In any case, I'll read your article with a great attention. It will be a joy to me to compare your approach with mine.
If you could manage integrate your code and approach into gcc for its real usage, that would be great. That would be the first industrial compiler using such approach.
Now, I wonder if I can do the same thing to traces by importing the DAGs and the necessary data-flow information from gcc. Unlike the superblock, which has a single entry and multipl exits, a trace is a more general structure that can have multiple entries and multiple exits. So, the question is: Can I extract traces for my experiments from gcc?Sorry, I don't know this code well. I am in the same position as you. I should research the code to answer your questions. I think Jan is the right person to do it. Because he wrote this code.

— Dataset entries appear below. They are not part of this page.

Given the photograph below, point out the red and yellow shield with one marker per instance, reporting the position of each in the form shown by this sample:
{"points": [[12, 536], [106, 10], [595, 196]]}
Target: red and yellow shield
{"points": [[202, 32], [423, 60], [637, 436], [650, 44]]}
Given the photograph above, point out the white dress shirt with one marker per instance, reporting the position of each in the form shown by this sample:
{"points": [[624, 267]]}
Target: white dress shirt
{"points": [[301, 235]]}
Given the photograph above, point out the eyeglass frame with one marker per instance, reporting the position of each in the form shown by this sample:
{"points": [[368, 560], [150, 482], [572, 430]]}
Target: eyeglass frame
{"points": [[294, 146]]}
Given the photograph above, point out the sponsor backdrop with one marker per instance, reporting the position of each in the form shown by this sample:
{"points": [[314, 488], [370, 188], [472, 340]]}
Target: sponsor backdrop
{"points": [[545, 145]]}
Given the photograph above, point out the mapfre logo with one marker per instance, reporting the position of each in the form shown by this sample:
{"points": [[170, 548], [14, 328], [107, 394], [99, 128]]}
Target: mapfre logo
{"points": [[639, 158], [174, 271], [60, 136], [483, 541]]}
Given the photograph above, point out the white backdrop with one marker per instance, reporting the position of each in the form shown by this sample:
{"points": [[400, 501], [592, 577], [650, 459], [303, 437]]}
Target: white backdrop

My understanding is that since version 3.4 gcc offers these two command-line options:
-fsched2-use-superblocks: This does extended basic block scheduling; no trace formation or tail duplication. It just schedules the extended basic blocks that appear naturally in the code.
-fsched2-use-traces: This does superblock scheduling, i.e. it forms traces then it does tail duplication to eliminate side entrances.
I am right about the functionalities of these options?
It seems to me that none of these options meets my objective of studying traces that have mltiple entrances and multiple exits. Please correct me if I am wrong. And if I am right, is there another way for me to get what I want, may be by doing some quick hack that bypasses tail duplication under the -fsched2-use-tarces option -does this make sense?
Vlad